Após Medida Provisória, chama a atenção que Ramos tenha escolhido puxar o freio da ambição por um lado, sem deixar de ambicionar as diretrizes de uma nova carreira por outro. A política continua presente em sua cartilha, mas dessa vez não há verbalização; há imagem, há força cênica e estética. Em outra ponta da discussão, o homem por trás do corpo de Madame Satã aponta para o musical e decide, com humildade, ressignificar as molas do mais tradicional gênero norte-americano, “colorindo” sua paleta. Com raras e pontuais exceções, Um Ano Inesquecível: Outono é um filme preto, de corpo e alma – e isso, por si só, já o faz figura dissonante dentro do seu escopo. Que o filme explore o lugar onde seus personagens estão fisicamente, emocionalmente e profissionalmente para refletir sobre algumas parcelas sociais e pelo menos duas faixas etárias distintas, é sintomático de muitas novas agendas.
Se quando Um Ano Inesquecível: Outono é colocado ao lado do que Ramos parece estar moldando para o futuro o filme já soa empolgante, quando seus signos são configurados para elucidar debates que está impresso apenas no campo do plano, configurando assim um realinhamento narrativo, o filme se intensifica. Ainda mais quando suas ideias não são planas, e precisam da intensidade do olhar para ganhar significado e sabor; parar a Avenida Paulista para um corpo de baile preto dançar na abertura de um filme é muito mais eficaz do que seus personagens efetivamente dialogam. São momentos como esse que tornam a experiência do filme difícil de classificar dentro de um projeto, e mesmo quando pensado isolado, existe uma fúria delicada sendo gestada a cada cena.
São jovens pretos e periféricos lutando por um lugar ao sol das maneiras que cabem em seus sonhos, tão díspares. Uma jovem advogada com algum trauma musical e um jovem músico que não se dobra às convenções seriam bons protagonistas de qualquer produção, com dobraduras suficientes para conseguir dimensões com amplitudes determinantes na ideia de um projeto. Que eles estejam representando um gênero tão pouco difundido no Brasil, que o façam de maneira tão fluida, que usem a sua pretitude para alargar os domínios do musical de maneira definitiva, e que lancem um olhar sobre seus lugares dentro de um aspecto socioeconômico que não os privilegiam, eleva as capacidades de seu diretor e faz com que Um Ano Inesquecível: Outono alcance um lugar não imaginado.

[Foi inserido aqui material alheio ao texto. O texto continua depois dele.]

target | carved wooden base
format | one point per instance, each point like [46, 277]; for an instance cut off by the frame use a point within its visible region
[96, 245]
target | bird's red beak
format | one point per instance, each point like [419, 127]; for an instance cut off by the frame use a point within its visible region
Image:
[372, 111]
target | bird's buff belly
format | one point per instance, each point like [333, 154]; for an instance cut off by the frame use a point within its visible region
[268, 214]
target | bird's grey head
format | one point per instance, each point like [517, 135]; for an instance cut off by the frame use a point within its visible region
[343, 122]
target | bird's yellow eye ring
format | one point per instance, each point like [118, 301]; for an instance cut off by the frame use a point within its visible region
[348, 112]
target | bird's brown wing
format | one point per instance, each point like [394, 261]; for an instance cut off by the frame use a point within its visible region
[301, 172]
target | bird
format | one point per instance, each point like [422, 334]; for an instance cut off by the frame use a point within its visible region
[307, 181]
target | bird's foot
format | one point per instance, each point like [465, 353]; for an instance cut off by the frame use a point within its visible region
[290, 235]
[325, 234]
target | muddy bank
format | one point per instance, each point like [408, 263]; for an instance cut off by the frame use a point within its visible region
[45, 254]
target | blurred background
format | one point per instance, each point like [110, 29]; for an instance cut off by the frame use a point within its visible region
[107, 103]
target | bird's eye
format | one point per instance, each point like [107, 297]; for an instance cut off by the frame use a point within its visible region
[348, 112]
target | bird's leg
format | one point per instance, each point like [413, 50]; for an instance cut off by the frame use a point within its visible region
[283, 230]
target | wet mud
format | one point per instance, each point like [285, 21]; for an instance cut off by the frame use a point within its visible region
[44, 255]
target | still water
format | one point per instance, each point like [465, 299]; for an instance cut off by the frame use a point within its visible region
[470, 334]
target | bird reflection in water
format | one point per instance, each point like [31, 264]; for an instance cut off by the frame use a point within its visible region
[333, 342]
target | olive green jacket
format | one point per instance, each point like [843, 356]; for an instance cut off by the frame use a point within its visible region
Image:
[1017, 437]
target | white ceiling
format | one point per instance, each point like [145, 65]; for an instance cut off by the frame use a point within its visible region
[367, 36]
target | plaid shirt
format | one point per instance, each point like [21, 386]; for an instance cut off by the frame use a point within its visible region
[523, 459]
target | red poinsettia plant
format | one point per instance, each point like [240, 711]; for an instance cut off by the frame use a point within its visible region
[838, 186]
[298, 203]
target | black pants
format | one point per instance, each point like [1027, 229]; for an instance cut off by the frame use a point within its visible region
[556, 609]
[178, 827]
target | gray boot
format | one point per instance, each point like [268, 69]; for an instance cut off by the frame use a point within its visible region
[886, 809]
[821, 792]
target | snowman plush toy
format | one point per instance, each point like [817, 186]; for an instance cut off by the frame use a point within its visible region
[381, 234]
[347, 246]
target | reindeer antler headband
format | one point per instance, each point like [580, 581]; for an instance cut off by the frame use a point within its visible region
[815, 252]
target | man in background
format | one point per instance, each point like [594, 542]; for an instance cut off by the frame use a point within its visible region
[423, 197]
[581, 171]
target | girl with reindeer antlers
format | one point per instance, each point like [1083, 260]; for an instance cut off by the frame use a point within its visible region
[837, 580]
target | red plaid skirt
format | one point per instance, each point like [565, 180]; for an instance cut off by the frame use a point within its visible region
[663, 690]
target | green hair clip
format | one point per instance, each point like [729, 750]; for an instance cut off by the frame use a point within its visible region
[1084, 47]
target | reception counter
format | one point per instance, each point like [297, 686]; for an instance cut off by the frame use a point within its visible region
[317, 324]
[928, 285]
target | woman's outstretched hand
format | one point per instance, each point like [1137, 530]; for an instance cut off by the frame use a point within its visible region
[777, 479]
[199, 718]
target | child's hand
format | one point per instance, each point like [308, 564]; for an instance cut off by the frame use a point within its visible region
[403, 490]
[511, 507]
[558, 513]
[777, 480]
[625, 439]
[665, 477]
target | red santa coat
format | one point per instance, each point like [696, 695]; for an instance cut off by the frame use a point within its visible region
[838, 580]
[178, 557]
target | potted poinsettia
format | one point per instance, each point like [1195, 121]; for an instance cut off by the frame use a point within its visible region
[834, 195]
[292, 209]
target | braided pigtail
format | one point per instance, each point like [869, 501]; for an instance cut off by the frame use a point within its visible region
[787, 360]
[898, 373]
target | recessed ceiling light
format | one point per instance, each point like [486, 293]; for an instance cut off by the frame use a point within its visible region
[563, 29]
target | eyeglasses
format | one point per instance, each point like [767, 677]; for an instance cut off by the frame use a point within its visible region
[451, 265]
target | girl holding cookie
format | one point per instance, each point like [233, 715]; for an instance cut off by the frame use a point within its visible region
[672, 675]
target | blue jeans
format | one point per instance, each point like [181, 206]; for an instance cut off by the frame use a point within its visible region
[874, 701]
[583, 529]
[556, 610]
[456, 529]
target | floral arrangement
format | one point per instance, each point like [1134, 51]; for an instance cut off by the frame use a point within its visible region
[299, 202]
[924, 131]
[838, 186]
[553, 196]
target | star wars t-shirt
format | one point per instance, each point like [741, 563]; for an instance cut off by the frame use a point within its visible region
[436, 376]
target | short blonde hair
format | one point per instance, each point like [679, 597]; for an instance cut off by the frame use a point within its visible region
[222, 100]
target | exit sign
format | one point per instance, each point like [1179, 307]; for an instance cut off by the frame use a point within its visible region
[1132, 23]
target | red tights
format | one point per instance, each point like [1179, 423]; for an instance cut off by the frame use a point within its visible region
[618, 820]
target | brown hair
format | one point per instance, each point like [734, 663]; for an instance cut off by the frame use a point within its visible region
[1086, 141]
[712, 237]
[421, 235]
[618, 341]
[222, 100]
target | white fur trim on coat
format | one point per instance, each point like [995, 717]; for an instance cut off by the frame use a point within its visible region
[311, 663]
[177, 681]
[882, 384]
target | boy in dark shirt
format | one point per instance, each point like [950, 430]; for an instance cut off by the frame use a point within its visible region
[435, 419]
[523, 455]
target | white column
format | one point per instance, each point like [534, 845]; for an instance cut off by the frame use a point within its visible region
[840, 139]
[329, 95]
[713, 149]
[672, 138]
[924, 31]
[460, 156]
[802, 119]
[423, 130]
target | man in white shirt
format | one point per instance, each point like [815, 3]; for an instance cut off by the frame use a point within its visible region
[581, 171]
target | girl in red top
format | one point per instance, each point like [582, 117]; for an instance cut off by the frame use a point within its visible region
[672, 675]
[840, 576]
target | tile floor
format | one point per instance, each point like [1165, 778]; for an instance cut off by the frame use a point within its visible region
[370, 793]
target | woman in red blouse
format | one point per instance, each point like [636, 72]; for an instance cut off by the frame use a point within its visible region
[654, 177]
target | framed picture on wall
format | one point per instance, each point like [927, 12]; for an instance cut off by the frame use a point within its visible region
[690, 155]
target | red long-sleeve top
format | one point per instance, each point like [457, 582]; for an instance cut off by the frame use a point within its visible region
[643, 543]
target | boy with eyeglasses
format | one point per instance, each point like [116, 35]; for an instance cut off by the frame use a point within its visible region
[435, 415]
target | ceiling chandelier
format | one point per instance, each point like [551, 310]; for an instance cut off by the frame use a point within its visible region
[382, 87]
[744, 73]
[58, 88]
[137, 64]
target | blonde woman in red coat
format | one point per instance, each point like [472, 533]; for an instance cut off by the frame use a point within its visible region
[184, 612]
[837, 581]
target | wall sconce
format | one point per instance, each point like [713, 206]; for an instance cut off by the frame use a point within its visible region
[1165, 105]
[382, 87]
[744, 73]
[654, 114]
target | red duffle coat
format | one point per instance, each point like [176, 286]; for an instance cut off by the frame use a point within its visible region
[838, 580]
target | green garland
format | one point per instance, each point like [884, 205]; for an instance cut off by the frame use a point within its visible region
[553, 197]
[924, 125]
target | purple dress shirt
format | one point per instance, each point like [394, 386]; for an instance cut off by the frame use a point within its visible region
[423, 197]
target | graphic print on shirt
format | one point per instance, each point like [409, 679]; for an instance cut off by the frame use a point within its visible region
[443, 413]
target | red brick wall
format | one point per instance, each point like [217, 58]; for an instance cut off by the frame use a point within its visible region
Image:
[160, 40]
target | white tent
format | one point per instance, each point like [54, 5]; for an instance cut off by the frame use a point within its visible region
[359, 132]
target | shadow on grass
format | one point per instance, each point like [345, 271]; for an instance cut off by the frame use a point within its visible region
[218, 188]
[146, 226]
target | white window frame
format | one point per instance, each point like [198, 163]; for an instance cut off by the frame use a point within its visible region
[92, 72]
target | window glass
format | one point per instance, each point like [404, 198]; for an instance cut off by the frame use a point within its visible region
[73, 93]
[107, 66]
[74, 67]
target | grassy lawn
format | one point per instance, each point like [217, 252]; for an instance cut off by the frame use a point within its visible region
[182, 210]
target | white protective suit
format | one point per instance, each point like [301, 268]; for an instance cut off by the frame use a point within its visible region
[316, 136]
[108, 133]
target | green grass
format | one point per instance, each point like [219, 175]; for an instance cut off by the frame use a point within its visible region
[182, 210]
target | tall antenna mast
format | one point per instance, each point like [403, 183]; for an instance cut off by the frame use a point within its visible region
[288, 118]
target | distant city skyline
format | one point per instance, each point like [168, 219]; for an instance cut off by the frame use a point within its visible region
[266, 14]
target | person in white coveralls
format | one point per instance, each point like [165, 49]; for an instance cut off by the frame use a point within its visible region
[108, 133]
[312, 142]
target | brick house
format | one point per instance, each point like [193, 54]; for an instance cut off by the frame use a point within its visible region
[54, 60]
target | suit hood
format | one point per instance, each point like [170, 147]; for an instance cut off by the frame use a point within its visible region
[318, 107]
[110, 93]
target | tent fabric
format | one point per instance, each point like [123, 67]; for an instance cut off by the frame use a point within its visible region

Mesmo que sob prismas paralelos, consigo observar um alargamento de Ramos após sua estreia tão cheia de expectativas, que acabou por não cumprir grande parte de seus desejos ambiciosos. Havia demais a abraçar na distopia futurista e trágica que foi um dos maiores sucessos de 2022; aqui, o realizador ainda ambiciona uma nova posição de alcance, mas o faz com a tranquilidade com que dirige uma comédia romântica. Liberto das obrigações que uma produção dita séria carrega, Um Ano Inesquecível: Outono conversa mais com os signos que são caros a Ramos sem criar uma obrigatoriedade de diálogo. Tudo está ao alcance do que a imagem proporciona, e ela sozinha realiza muitas façanhas, como a de colocar Larissa Luz em um número com garçons de stiletto, embasbacante por tudo o que mostra e muito também pelo que representa em matéria de enriquecimento de representação social.
Como um todo, o elenco de Um Ano Inesquecível: Outono é muito bem escalado, a começar pelo protagonismo de Gabz e Lucas Leto. Mas se a estreia de Iza é agradável, as presenças da já citada Luz e do irrepreensível Bukassa Kabengele (de Pacificado) agigantam as participações, e não posso deixar de citar a figura de Pedro Blanc, um acerto do começo ao fim, enquanto intérprete e enquanto mantenedor de um personagem incrível, Wesley. É como se Lázaro Ramos não tivesse ficado satisfeito com os louros que colheu com Medida Provisória e viesse com aposta dobrada; pra mim, a vitória é ainda mais significativa, porque é um jogo muito mais difícil de ser jogado. Ancora tanto simplicidade quanto complexidade a um só tempo, e serve principalmente para abrir os domínios de seu autor para lugares ainda menos explorados.